Imah sudah dua tahun bekerja di keluarga cukup kaya yang masih turunan ningrat, dialah Den Darmo.
Menurut cerita, Den Darmo putri, bukan tipe majikan yang mudah dipahami. Perempuan bertubuh tambun ini memang terkenal rewel.
Jadi beberapa kali pembantu rumah tangga yang bekerja padanya hanya berumur sekitar satu tahun.

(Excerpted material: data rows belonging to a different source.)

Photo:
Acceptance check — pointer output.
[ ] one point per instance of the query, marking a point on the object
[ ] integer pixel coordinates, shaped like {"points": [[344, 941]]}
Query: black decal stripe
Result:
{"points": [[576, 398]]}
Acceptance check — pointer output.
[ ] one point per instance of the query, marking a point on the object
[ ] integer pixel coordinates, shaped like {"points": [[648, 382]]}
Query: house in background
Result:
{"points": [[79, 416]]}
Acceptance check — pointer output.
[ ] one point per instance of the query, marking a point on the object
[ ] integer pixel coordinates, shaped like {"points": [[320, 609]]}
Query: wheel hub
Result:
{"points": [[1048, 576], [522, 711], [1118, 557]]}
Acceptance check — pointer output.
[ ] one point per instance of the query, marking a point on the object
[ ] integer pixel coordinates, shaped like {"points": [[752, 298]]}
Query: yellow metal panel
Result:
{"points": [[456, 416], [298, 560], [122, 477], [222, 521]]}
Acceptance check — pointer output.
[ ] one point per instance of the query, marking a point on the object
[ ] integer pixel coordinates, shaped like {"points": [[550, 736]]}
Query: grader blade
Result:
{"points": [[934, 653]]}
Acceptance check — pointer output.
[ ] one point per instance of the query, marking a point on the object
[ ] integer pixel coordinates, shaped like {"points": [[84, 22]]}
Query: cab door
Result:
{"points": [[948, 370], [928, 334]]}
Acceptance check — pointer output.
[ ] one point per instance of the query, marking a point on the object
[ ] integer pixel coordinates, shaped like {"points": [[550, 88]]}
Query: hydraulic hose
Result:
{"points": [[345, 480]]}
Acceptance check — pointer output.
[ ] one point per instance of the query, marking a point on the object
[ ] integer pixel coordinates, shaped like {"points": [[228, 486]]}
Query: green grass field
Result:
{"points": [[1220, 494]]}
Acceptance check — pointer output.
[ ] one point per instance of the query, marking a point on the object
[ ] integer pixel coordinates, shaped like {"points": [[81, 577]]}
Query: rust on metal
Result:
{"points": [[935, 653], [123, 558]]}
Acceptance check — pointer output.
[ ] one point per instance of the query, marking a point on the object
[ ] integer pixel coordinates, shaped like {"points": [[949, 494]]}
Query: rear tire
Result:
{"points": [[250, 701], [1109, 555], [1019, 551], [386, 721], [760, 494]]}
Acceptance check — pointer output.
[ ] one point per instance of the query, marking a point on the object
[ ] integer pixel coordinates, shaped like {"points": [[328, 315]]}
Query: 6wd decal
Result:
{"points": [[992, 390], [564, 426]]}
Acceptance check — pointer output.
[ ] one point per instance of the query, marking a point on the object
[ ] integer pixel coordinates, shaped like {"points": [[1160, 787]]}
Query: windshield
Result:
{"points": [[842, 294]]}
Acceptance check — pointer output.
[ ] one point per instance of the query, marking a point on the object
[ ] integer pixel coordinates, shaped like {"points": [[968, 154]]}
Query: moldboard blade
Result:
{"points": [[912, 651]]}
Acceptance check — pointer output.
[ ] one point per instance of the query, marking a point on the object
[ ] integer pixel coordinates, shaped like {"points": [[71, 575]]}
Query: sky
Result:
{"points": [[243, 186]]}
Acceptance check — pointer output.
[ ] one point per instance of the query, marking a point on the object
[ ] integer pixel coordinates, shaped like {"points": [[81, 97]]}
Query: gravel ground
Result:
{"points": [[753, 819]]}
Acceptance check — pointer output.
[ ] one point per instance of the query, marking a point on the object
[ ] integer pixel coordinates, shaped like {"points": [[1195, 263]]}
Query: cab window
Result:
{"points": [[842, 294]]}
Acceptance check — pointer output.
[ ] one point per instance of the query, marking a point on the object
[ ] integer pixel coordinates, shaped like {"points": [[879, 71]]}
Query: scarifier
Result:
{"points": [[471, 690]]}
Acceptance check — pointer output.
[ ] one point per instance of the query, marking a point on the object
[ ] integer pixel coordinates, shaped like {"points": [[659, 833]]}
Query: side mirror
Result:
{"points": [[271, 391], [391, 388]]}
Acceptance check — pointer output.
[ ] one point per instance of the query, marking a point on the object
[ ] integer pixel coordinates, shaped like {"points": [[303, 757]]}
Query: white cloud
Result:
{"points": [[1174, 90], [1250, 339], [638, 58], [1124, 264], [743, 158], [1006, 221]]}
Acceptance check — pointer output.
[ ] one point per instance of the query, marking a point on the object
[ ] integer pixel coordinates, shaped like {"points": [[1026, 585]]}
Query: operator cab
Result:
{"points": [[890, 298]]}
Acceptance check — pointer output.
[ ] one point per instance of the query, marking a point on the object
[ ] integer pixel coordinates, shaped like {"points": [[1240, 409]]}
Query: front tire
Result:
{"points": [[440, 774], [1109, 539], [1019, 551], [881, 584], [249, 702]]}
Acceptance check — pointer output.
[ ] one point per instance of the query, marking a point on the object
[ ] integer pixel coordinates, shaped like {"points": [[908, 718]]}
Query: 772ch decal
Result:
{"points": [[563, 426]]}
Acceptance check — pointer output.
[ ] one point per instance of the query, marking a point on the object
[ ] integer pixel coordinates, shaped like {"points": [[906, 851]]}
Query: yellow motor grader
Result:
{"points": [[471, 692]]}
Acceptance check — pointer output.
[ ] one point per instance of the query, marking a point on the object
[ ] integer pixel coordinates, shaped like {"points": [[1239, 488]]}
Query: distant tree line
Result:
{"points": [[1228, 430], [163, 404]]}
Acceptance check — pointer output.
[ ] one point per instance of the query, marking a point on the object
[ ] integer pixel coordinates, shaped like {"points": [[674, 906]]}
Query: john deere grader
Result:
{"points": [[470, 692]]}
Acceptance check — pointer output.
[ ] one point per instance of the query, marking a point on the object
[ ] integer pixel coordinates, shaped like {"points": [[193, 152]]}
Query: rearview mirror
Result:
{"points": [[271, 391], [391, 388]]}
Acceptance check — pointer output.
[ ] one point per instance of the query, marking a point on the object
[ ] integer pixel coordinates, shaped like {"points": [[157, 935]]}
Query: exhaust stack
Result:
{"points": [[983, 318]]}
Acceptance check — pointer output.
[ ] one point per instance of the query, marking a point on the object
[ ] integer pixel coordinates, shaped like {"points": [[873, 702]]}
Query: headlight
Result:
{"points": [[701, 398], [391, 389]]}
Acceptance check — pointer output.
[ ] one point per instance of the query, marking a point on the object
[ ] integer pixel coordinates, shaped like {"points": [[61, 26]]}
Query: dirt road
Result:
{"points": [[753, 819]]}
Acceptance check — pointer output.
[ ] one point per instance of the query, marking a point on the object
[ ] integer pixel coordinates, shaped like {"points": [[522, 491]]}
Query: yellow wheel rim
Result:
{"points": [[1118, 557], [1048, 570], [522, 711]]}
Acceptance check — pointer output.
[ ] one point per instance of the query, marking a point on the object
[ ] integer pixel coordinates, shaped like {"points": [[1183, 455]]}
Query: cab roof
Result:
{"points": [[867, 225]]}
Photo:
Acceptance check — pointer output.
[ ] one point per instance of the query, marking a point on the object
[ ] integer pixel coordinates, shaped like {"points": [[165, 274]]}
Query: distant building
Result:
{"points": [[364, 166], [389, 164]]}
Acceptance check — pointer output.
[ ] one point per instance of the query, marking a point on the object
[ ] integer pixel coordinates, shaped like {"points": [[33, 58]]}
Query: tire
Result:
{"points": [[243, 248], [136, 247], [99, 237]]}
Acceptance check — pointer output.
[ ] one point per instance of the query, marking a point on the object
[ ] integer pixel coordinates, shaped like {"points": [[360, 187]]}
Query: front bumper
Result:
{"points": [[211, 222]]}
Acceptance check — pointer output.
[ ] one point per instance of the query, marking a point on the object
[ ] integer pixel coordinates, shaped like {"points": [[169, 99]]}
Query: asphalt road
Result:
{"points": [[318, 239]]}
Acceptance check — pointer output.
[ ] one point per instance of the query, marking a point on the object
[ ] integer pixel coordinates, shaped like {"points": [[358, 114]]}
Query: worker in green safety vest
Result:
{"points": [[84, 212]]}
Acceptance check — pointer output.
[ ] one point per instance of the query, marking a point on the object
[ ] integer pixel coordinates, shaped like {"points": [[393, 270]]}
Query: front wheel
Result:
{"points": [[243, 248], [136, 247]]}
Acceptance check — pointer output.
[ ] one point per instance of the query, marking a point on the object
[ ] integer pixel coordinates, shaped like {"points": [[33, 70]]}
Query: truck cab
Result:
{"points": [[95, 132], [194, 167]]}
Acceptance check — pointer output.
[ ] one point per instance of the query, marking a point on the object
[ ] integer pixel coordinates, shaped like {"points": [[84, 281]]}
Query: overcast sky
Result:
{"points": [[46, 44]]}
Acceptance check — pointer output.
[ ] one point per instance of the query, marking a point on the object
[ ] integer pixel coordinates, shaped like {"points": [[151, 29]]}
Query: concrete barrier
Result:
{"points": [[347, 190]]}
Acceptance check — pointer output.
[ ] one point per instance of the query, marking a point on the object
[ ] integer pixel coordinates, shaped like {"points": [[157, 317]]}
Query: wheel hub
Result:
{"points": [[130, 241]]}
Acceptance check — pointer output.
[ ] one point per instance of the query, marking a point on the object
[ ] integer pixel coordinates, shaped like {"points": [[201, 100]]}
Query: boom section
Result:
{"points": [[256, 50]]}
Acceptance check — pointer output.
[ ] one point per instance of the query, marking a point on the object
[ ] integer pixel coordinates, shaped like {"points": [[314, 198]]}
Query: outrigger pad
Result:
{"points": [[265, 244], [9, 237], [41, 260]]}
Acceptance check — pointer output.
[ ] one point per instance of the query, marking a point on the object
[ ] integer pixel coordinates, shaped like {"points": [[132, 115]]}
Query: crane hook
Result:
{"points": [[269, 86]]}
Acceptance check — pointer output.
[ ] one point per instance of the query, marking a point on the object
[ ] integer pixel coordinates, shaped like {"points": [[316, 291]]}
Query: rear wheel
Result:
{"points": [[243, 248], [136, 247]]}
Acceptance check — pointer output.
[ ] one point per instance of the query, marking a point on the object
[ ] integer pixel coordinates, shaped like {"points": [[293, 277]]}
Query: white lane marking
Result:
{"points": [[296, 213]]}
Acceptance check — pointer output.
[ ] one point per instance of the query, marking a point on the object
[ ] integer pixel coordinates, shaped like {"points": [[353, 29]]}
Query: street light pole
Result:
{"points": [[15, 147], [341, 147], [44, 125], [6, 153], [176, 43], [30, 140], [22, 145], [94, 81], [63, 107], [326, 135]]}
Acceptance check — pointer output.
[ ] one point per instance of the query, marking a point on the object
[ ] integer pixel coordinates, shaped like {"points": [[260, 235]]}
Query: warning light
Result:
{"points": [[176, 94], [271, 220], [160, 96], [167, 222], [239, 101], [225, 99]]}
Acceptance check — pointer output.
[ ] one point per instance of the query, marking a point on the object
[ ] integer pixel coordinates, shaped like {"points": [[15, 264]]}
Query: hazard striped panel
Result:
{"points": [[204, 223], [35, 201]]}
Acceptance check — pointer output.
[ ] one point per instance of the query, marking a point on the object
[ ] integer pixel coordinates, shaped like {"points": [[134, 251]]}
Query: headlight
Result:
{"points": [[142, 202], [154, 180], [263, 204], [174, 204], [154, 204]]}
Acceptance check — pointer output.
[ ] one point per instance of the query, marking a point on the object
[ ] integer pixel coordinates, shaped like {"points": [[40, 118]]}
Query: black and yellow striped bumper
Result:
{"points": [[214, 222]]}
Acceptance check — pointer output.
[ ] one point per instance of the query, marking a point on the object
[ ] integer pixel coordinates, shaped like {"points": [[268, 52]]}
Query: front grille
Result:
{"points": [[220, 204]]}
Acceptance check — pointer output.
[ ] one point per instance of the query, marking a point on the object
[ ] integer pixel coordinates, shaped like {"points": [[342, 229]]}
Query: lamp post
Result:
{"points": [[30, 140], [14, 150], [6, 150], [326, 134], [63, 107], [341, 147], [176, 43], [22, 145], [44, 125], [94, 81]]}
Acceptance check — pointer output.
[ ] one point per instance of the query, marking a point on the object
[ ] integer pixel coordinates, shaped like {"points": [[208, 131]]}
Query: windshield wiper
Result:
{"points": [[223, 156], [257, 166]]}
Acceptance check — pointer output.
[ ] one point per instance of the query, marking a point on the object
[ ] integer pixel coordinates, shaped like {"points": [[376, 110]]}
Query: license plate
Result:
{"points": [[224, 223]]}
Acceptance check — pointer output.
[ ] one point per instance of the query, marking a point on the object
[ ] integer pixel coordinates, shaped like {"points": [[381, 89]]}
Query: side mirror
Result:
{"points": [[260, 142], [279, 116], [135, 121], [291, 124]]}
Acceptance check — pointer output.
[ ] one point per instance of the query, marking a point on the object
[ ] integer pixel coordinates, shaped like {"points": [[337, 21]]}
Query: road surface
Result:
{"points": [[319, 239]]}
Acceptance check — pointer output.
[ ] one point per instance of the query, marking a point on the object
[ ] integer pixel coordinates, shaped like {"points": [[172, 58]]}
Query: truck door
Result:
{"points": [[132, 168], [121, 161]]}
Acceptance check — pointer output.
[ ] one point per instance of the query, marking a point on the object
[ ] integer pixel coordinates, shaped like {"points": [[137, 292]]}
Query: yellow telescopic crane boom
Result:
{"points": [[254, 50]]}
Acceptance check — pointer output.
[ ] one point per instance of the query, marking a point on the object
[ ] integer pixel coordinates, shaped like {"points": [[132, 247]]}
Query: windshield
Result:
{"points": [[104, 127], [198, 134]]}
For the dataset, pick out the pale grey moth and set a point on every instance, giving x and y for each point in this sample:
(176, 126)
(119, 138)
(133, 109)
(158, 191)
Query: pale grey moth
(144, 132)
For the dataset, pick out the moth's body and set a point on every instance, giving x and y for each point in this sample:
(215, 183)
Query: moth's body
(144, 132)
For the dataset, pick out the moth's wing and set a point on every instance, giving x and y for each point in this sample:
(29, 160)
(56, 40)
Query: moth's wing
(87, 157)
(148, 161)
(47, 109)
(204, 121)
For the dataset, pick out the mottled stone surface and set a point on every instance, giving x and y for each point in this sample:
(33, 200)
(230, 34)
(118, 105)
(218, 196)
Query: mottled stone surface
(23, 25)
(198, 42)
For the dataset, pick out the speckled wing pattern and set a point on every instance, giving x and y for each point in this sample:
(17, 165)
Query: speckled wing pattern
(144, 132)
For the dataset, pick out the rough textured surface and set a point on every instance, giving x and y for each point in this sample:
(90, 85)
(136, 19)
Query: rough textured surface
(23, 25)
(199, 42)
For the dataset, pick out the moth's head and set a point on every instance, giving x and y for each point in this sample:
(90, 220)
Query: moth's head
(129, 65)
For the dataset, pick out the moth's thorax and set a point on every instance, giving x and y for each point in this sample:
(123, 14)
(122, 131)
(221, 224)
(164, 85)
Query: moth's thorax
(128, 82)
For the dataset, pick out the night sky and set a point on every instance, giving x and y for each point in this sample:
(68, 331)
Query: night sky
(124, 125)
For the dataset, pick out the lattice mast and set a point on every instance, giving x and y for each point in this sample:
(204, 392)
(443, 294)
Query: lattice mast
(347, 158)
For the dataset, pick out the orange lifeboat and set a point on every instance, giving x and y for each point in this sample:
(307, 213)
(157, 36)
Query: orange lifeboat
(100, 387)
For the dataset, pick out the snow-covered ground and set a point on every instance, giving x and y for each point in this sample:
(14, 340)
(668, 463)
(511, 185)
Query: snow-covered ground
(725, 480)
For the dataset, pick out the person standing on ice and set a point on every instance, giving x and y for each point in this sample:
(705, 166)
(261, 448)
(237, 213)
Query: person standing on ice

Beruntung sekali Imah dapat bertahan sampai dua tahun, mungkin karena kepolosannya itulah yang membuat dia tetap survive di keluarga Den Darmo.
Keluarga Den Darmo memiliki perusahaan yang besar dan terkenal, tetapi lebih suka mempekerjakan Inem yang berasal dari desa dan masih lugu, belum berpengalaman.
Inem dibawa oleh satu satu pekerja Den Darmo yang juga berasal dari desa, namanya Nardi. Entah bagaimana Inem mau saja bekerja mengikuti Nardi tetangganya.
Setelah pekerjaan menyapu dan mengepel selesai, Inem seperti biasa mendapat tugas dari majikannya.
Den Darmo Putri berteriak-teriak memanggil Inem yang sedang membereskan dapur serta mengecek persediaan bumbu. Dengan sedikit kesal karena panggilannya tidak segera mendapat sahutan, suara Den Darmo pun diperkeras.
"Nem ... Inem, sini! Ada tugas pagi ini, berbelanja ke pasar," perintah Den Darmo dengan wajah sedikit garang.
Inem yang merasa dipanggil segera mendekat dan membungkukkan badan.
"Ya, Den Putri, ada tugas apa pagi ini?"
Wajah Inem sedikit disembunyikan karena takut kena marah majikannya.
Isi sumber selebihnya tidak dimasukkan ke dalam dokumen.